Dunn explained it took about five years to repair the caboose.

“We had the original plans from the Eerie Railroad,” said Dunn. 

Right before 1850, “the Paterson & Ramapo Railroad was built through Mahwah to carry passengers and freight from New York City (via Paterson) to the main line of the Erie Railroad at Suffern.” But in 1871, residents of Mahwah requested a train station be added and so one was built.

The station functioned as such until 1900, when an expansion of the tracks added a new station. According to Dunn, the station at that time was used for storage until it was burned down in 1914. It was replaced with the current structure.

Dunn explained the Old Station Museum was first established in 1967, and still stands where the original Eerie Railroad Station stood back in 1848.

Midway through the 1960s, it faced being torn down. But “it was rescued from destruction by the Mahwah Historical Society and contains many interesting artifacts given to the Museum by collectors of railroad arcana.”

The museum features a “scale model of the Erie system, and photos of the early days of railroading in Mahwah and on the rest of the Erie line.”

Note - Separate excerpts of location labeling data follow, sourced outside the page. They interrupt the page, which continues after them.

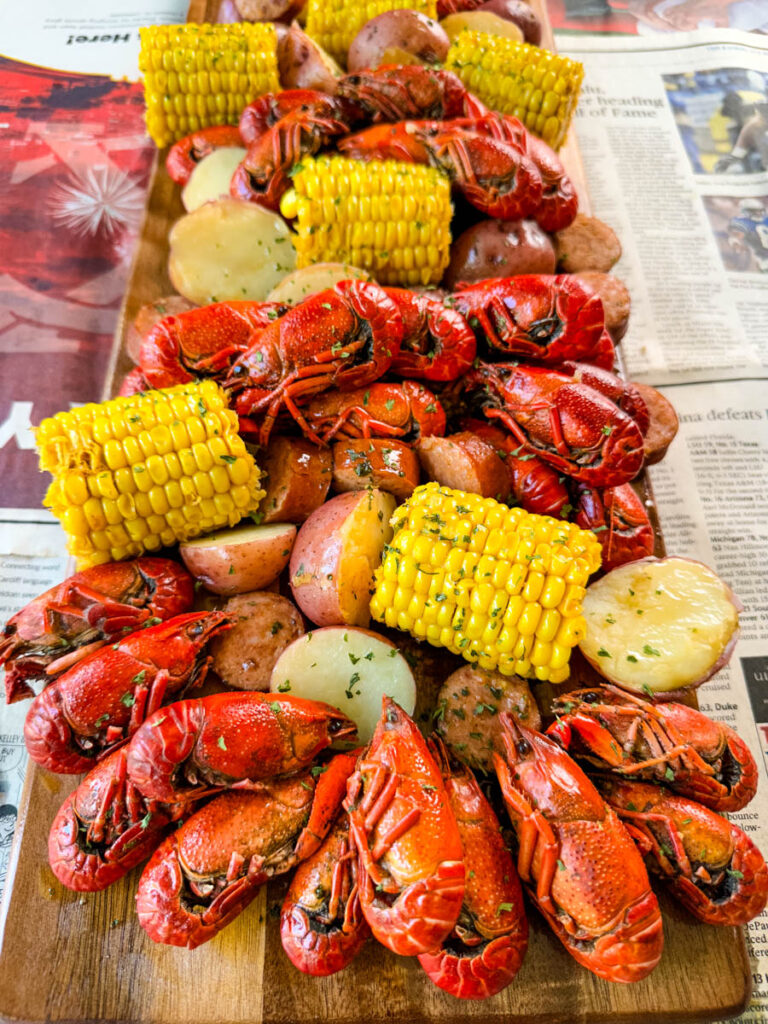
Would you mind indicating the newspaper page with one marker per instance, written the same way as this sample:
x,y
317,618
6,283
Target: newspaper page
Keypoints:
x,y
75,171
674,135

The Mahwah Museum is just one of 12 groups who were awarded the Commendation. According to the county, the commendations “were created to encourage preservation, restoration and adaptive use of Bergen County’s valuable and irreplaceable historic buildings, houses, schools, and houses of worship, cemeteries and other historic resource.”

And Dunn said for the future, the Mahwah Museum will continue to do so.